On Aug. 17, 2009, Downs was hit by a line drive in the head while pitching for the Montgomery (Ala.) Biscuits, the Rays' Double-A affiliate. He was rushed to a nearby hospital in Birmingham and spent nine days there after suffering a fractured skull and internal bleeding.

The Tampa Bay Times reported later in the year that the ball hit Downs above his left ear and caromed all the way into a camera well on the third-base side of the field. When he first arrived at the hospital, Downs was vomiting blood and half his face was paralyzed. It also affected the part of Downs' brain that controlled speech; he could understand what others were saying to him but could not respond in kind. Doctors could not guarantee he'd survive the night.
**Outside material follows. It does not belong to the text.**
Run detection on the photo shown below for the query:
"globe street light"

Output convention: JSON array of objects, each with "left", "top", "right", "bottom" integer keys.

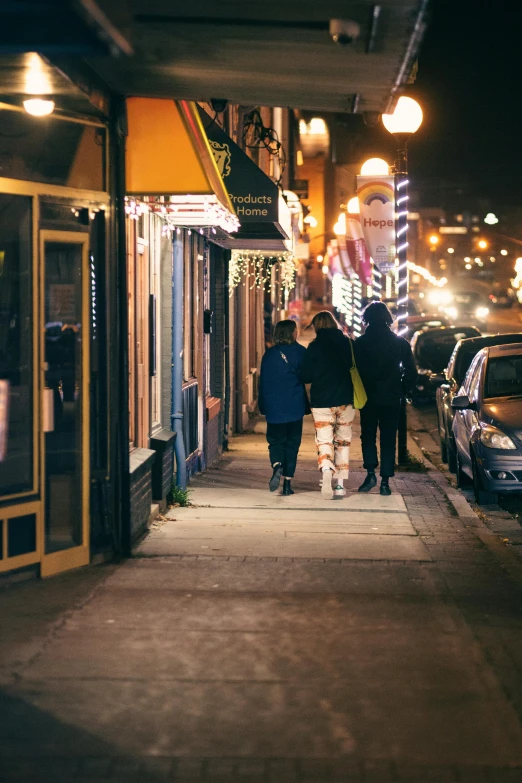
[{"left": 382, "top": 95, "right": 423, "bottom": 464}]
But Downs is a fighter. He held on to his life that night, and soon turned sounds into words again. A month after the incident, he attended a game at Tropicana Field, where he spoke to reporters. He told the Times:

"When I was leaving the hospital, one of the ER (nurses) told me I shouldn't have survived," Downs said. "They never said anything like that before because they didn't want to scare me. But they said the way I was recovering was not normal. I was recovering faster than I should have.

"I look back, and I think I was really lucky. It was a fluke accident, but I think I'm blessed to be here today."

But, this is a baseball blog, and this is a baseball story. If Downs had decided to hang up the cleats, we wouldn't be reliving his story today. Instead he stuck with the game, returning the following year to post a 12-4 record with a 2.95 ERA across two levels of the minor leagues, although he struggled in Triple-A during his first taste of the level. He continued to struggle in 2011, this time as a member of the Marlins organization, posting a 4.29 ERA. But there were good signs too: a high strikeout rate combined with a low walk rate gave him a career-best 4.88 K/BB ratio.

This season, he signed a minor-league deal with what is in some minor way his home town organization. At the time, it was barely a blip on the radar for most fans, little more than a name on a press release. Born in Southfield, Downs actually grew up and attended school in Florida. He rebounded with the Mud Hens, continuing to strike out a lot of batters (10.1 K/9) and walking only a few (2.5 BB/9). He allowed fewer hits, too, and had a 2.19 ERA to show for it when Detroit gave him the news that he would at last step into a big-league park as a major leaguer.

The Toledo Blade's John Wagner spoke to him Monday night.

"I'm very excited, to say the least. There's a lot of stuff going through my head -- the whole road here to this point. I'm back-tracking, thinking about memories, and it's all good."

Ultimately, the roster shuffle in the past 12 hours might not mean much for the Tigers. The players who were sent to the minors will inevitably make their return at some point this season, too. But for Darin Downs and his family, this is much more than a name on a transaction entry. This is a wonderful story of a man fighting back to achieve his dream, one that all of us can get behind and enjoy a little bit more.